Ever feel like you’re standing on ice so thin that the very ground beneath you is melting away before your eyes? Well, trust me – You’re not alone.
So shortly after winter’s impressive last stand, nary a full square foot of snow remains to show for it. The general reaction is of relief, a feeling that I can appreciate as well, especially when the thermometer can now boast more impressive readings than just barely double-digits. Everyone has already begun to plan for summer gardens, stocking up on seeds and bulbs, planning out their planting strategies, all too eager to just move on. On the other hand, this chilly fellow would beg to differ. How short and disappointing this season was for him! Warm temperatures stretched well into December and January, with a pathetic excuse for snow, more easily mistaken for a mild case of dandruff than a meteorological occurrence. Now, just as he began to feel at home, back in his element, spring is waiting around the corner, waiting to ambush him and chase him out of town. Slightly more than a week remains before the seasons official pass the baton and trade off, so what’s a penguin to do?

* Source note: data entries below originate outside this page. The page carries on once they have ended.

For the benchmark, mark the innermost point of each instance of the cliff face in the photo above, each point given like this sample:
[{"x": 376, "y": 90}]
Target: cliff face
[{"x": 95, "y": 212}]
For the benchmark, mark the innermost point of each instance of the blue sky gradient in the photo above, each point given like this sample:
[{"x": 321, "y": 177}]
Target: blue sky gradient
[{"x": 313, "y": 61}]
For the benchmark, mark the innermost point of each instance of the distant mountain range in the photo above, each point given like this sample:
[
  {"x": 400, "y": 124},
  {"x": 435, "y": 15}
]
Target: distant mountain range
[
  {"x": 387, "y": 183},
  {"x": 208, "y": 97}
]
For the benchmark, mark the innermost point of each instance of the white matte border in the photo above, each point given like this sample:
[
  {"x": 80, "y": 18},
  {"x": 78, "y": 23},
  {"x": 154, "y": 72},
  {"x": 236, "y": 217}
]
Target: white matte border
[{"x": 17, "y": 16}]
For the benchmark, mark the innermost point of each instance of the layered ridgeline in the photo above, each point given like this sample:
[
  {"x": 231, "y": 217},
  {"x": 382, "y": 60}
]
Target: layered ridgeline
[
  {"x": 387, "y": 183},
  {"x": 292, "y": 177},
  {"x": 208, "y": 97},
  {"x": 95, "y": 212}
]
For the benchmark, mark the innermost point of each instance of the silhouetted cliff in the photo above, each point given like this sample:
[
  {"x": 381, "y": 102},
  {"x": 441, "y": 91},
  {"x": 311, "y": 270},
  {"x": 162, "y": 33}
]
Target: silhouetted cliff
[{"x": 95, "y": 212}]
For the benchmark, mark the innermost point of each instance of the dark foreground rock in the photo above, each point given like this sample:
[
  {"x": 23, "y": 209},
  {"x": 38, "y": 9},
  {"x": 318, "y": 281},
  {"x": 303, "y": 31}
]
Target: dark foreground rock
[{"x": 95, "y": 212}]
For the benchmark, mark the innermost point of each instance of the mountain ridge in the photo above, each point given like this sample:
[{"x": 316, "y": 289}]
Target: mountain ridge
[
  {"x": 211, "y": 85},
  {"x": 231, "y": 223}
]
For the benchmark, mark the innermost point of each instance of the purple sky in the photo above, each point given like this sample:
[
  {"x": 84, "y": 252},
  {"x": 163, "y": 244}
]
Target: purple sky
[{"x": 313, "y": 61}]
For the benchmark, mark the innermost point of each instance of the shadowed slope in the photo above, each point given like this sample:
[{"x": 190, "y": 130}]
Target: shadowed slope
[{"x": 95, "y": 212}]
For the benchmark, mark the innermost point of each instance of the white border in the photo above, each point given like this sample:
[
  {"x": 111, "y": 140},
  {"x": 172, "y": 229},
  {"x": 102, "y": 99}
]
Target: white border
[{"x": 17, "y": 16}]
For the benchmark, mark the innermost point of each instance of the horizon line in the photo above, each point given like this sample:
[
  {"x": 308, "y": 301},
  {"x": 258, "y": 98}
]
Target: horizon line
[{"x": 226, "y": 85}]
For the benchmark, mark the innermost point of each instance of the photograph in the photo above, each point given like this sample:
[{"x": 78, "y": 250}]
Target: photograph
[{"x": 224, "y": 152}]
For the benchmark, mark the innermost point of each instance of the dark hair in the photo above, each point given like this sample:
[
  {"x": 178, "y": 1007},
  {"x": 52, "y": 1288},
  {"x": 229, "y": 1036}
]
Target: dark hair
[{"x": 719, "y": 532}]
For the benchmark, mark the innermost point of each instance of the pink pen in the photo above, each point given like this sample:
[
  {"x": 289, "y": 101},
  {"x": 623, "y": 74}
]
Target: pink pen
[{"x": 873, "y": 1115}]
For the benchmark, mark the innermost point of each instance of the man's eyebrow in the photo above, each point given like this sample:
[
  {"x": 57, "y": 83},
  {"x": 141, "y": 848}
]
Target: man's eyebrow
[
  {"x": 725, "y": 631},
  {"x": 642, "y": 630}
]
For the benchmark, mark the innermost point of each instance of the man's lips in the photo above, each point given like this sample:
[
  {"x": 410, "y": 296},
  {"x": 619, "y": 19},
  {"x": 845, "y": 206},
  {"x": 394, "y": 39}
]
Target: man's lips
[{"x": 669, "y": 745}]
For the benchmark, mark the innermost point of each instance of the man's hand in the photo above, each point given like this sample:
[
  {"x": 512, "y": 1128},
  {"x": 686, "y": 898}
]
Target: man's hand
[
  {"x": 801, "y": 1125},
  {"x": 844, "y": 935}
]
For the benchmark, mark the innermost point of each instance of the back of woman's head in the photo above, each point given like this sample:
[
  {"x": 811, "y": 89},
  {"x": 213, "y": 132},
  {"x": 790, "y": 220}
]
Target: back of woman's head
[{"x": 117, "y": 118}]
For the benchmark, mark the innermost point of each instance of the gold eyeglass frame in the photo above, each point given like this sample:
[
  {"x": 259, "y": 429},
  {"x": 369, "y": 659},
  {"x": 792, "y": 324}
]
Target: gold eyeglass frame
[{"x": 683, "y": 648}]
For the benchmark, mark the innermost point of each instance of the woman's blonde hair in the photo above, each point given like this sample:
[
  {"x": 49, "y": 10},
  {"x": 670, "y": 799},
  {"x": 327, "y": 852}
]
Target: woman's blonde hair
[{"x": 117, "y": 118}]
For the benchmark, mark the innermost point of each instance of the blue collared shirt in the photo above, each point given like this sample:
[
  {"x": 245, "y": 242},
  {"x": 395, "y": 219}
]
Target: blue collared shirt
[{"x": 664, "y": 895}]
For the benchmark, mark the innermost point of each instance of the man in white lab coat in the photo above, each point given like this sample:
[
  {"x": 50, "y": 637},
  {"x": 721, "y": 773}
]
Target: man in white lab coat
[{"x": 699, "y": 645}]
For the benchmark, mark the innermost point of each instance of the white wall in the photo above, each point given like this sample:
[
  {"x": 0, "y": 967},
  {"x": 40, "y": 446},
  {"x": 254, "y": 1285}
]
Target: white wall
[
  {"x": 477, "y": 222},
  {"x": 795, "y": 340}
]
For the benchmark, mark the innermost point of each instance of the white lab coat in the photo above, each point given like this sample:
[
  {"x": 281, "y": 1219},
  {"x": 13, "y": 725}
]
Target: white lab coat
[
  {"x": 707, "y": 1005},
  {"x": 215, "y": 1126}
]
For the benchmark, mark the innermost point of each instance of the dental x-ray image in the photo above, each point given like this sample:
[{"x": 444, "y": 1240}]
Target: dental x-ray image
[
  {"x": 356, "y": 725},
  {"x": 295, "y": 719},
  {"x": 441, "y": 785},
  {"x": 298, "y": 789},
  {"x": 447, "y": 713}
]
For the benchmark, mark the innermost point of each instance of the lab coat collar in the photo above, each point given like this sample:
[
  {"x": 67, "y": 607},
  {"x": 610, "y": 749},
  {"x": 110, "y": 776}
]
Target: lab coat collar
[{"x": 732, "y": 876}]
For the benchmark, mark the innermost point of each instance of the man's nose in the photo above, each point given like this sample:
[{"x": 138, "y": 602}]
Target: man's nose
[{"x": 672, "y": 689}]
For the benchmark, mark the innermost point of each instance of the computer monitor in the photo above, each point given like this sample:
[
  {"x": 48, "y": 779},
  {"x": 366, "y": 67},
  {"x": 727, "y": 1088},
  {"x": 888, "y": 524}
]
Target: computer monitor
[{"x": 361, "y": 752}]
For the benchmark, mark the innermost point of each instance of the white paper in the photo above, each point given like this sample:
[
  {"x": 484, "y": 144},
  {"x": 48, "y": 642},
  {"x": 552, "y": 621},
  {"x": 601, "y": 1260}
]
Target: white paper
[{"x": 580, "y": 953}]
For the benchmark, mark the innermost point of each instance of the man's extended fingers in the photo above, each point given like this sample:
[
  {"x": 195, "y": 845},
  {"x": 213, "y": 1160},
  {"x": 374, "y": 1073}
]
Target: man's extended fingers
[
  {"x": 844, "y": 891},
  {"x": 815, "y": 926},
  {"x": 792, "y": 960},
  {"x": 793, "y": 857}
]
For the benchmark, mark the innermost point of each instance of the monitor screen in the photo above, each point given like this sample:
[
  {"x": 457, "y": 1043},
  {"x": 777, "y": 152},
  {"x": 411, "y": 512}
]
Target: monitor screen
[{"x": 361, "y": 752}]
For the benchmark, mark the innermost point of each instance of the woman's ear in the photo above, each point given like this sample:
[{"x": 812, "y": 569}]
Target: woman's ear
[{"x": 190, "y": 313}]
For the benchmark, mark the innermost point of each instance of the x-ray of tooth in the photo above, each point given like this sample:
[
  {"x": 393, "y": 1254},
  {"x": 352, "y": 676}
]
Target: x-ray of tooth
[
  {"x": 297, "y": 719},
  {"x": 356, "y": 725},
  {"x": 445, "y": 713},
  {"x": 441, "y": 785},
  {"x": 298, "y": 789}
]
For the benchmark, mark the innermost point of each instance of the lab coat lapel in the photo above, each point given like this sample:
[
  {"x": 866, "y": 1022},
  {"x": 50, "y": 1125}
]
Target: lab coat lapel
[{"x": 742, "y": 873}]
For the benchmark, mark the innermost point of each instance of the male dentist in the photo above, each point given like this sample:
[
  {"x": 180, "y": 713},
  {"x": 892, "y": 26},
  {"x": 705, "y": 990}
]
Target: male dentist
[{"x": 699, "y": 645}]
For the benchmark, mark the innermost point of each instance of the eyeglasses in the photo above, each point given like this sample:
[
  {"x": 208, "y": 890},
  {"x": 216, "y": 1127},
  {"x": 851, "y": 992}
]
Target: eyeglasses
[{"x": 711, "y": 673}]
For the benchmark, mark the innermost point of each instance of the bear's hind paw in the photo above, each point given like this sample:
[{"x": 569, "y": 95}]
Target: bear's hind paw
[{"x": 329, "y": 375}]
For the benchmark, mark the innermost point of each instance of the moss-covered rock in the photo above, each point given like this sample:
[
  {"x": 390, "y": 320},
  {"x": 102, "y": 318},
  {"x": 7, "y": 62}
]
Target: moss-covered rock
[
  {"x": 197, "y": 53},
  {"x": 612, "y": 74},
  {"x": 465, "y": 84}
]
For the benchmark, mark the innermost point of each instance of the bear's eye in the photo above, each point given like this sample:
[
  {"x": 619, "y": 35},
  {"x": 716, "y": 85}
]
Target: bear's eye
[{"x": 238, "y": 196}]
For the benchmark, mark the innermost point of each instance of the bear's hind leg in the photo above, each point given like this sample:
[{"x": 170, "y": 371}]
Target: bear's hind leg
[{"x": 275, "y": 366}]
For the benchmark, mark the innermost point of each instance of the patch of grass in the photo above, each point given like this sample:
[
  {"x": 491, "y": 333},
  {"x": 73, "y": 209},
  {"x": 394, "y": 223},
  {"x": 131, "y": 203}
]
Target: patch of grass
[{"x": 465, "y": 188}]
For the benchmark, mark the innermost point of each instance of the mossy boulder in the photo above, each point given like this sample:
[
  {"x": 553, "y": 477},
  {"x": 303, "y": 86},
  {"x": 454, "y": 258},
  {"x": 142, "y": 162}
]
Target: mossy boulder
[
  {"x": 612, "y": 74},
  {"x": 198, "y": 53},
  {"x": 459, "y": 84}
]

I suppose it’s a good thing that I’m not a penguin myself, because I have no idea. There’s no place that is naturally cold all year round, aside from the freezer. While it had been inhabited briefly by a similar creature, at this point there’s no way I would be able to fit another box of frozen waffles in there, let alone a small creature. Wondering how to handle this dilemma, my arctic friend and I chatted a good deal, revealing a few curious details. Apparently, he was so totally lost due to a simple miscommunication – In buying his plane ticket to Alaska for some rest and relaxation, they somehow mixed up his reservations, sending him here instead. Sure, he knew that he was headed for the wrong destination entirely, but they wouldn’t give him a refund regardless of how he begged, so any vacation is still a vacation, right? You know how it is, I’m sure.
Upon arrival, the climate seemed agreeable enough, but little did he know how it would change, slowly but surely, until it was torture to walk down the street. Now he was desperate for an out, but after losing his ticket necessary to return, he was beginning to lose hope. How was he to fly home on those useless wings, and without the help of the modern marvel that allows even humans fly?
Luckily, I happened to have a hard-working family member who traveled far and wide for his estimable job. Surely he would stop someplace cold, if not the arctic itself. After hearing the omnipresent threat of even warmer temperatures, my penguin friend hastily agreed to tag along, reasoning that any place would be better than here at this point.
And while the melting ice doesn’t bother me so deeply, the rainy, clammy weather that is entering the picture in its place tempts me to agree with him.